Seishi Kikuchi (菊池 正士, Kikuchi Seishi, August 25, 1902 – November 12, 1974) was a Japanese physicist, known for his explanation of the Kikuchi lines that show up in diffraction patterns of diffusely scattered electrons.


Seishi Kikuchi was born and grew up in Tokyo. He graduated in 1926 from Tokyo Imperial University.

In 1928, Kikuchi and Shoji Nishikawa observed and gave a theoretical explanation of the electron backscatter diffraction pattern from a calcite cleavage face.[1] In 1929, he went to Germany as a student. In 1934, he was appointed as professor at Osaka Imperial University and directed the construction of Japan's first DC high voltage Cockcroft-Walton accelerator.

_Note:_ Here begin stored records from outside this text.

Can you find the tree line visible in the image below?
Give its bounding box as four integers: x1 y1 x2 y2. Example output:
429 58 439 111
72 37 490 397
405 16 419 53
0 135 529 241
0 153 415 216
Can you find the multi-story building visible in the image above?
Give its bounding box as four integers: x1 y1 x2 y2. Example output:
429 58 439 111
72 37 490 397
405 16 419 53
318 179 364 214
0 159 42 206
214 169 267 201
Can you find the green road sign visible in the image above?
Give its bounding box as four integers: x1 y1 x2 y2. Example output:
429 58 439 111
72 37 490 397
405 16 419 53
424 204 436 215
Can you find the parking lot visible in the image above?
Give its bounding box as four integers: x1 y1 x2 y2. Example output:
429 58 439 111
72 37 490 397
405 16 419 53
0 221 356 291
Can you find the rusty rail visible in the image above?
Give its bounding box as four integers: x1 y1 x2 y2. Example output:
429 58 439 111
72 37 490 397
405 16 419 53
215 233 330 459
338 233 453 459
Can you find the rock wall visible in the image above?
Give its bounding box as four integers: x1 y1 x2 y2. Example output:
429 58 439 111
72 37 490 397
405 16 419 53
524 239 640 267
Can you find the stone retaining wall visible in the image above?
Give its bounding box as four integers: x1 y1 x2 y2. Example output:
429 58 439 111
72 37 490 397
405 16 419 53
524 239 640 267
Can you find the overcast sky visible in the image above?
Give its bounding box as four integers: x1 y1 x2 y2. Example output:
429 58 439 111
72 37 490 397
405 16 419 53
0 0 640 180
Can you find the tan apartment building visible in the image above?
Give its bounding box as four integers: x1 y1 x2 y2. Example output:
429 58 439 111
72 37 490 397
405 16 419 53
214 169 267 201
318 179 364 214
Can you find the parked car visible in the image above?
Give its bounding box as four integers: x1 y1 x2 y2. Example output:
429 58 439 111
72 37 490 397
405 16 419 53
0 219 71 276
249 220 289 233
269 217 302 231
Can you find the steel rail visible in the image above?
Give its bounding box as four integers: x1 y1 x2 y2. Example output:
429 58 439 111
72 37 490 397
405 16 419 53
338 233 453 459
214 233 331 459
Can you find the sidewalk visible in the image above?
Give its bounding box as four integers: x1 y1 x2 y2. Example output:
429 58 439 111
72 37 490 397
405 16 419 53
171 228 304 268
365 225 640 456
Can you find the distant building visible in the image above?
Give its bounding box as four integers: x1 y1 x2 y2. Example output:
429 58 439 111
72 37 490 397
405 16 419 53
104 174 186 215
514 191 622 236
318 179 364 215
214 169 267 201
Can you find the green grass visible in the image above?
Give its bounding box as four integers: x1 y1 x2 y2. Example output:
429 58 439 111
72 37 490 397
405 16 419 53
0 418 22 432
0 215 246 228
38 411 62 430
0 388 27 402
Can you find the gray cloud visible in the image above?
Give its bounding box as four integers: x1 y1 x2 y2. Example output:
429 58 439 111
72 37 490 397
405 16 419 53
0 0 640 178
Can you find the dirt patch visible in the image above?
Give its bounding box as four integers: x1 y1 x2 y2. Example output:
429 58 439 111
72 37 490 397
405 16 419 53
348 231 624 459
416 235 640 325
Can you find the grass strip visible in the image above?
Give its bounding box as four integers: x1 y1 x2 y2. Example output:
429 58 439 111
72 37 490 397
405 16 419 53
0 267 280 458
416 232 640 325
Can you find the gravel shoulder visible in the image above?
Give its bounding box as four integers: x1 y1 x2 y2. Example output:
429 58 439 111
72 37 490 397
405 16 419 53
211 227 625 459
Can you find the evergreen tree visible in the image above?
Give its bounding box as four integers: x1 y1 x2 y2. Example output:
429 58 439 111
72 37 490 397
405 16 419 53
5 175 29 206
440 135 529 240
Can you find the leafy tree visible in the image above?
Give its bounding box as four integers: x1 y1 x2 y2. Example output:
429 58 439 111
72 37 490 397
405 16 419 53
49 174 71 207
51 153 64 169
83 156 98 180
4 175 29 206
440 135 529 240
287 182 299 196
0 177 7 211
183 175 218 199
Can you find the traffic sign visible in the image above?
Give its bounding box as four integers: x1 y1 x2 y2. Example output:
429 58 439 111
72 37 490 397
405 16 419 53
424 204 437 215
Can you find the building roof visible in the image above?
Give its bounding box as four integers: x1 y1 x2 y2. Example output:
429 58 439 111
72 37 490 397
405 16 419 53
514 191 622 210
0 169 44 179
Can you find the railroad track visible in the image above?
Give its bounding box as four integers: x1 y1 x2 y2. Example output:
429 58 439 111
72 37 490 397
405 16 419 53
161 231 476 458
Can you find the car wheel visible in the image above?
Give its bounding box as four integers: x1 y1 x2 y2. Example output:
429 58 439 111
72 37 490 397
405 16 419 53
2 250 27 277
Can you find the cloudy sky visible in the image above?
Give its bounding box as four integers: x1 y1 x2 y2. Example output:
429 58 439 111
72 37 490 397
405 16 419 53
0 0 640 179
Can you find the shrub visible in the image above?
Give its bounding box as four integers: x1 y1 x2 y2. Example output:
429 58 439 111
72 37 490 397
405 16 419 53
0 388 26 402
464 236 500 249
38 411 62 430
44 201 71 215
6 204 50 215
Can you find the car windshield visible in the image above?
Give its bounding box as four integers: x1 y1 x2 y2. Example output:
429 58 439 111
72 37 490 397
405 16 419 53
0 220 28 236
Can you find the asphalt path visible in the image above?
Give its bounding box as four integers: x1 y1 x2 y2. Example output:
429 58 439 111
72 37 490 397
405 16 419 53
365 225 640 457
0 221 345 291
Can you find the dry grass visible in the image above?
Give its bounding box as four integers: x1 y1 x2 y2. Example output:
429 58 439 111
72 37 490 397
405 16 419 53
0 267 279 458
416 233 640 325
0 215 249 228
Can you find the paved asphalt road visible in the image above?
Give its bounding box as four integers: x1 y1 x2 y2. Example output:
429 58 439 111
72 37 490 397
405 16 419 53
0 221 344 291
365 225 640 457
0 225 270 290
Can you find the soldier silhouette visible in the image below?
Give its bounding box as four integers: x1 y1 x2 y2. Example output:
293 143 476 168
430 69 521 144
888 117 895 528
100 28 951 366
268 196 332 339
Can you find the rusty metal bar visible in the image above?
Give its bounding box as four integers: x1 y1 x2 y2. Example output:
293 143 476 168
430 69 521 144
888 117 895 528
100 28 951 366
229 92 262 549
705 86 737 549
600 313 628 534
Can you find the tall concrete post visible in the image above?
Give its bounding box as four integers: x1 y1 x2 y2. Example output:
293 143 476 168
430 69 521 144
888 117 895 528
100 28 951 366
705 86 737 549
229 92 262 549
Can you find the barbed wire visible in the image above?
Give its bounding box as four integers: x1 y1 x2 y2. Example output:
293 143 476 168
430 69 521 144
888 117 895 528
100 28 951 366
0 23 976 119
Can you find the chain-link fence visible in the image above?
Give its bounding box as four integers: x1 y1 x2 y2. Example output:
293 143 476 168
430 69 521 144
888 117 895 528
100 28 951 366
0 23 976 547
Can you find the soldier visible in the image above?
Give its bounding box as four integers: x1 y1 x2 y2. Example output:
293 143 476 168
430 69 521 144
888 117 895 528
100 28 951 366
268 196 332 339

In 1955, he was appointed as the first director of the Institute of Nuclear Research at the University of Tokyo, and successfully presided over the completion of the variable energy cyclotron.

Between 1959 and 1964, he was chairman of the Japan Atomic Energy Research Institute.


  1. ^ T. Maitland and S. Sitzman, “Electron Backscatter Diffraction (EBSD) Technique and Materials Characterization Examples,” in W. Zhou and Z.L. Wang, eds., Scanning Microscopy for Nanotechnology: Techniques and Applications, 2007 Edition, Springer (2007), ISBN 978-0387333250, p 41-75.